Tackled by Lisa Suzanne
CHAPTER 16
I take a quick shower in the morning, and as much as I don’t want Jack to see me without my make-up in place and my hair styled, I still hope I’ll run into him before I leave.
I don’t.
I see Brooke as she swings by to make JJ a bottle, but that’s it.
I know I’ll see him in a couple hours, but it’s still weird leaving this house. He’ll only be unsupervised for a short while. Usually I don’t even see him until breakfast time anyway, and he assured me he’d be fine.
Still.
It’s not all that.
I actually miss seeing him. I miss starting my day with a signature Jack Dalton smirk. Or his abs. I sigh dreamily as I think back to that day he was getting his Gatorade with just a towel wrapped around his waist.
I hop in the car with the garment bag carrying my dress in the backseat and head toward the salon where the bridesmaids are meeting the bride for hair and make-up. Shannon assured us we’d have a breakfast spread this morning, so I didn’t grab anything back home except a granola bar that I shoved into my purse as a just in case sort of meal.
I arrive at the same time as the bride, and we’re the first two there, standing in the salon parking lot before the doors have even opened.
“Happy wedding day!” I squeal with far too much enthusiasm. “You ready for this?”
Shannon smiles. “I’ve been ready since the first time he kissed me.”
“You two are relationship goals,” I say.
“It’s not always perfect, and it’s not always easy, but it’s always the two of us, and that’s all that matters.”
“I hope I can find that with someone someday, too.” An image of Jack pops into my mind, and my heart thumps.
Yeah, right.
Like my happy ending would ever be with someone like him.
The salon doors open and the other bridesmaids arrive, and we start the morning with the breakfast spread Shannon promised. I opt for a bagel with cream cheese and a banana, and we sip champagne slowly since we don’t want any drunk bridal party members before the wedding even gets started.
It’s Shannon’s sister Sara, the maid of honor, who asks the first question. “So what’s it like being Jack Dalton’s personal assistant? Do you just get to stare at him all day every day?”
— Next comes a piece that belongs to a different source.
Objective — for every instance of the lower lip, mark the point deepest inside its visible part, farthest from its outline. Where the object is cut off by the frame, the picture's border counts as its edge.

“Basically.” I keep my tone light as I try to brush off her insinuation. “But he’s engaged to another woman, so it’s not really like that. It’s purely professional.”
Shannon gives me a look I can’t quite decode and I have a feeling she’ll bring that back up later when we’re alone—but obviously not in front of everyone else here.
Lauren goes next. “But you can’t act like you haven’t had those kinds of thoughts about him. I mean it’s Jack Dalton. He’s hot as hell, super talented...you’re telling me it’s all professional all the time?”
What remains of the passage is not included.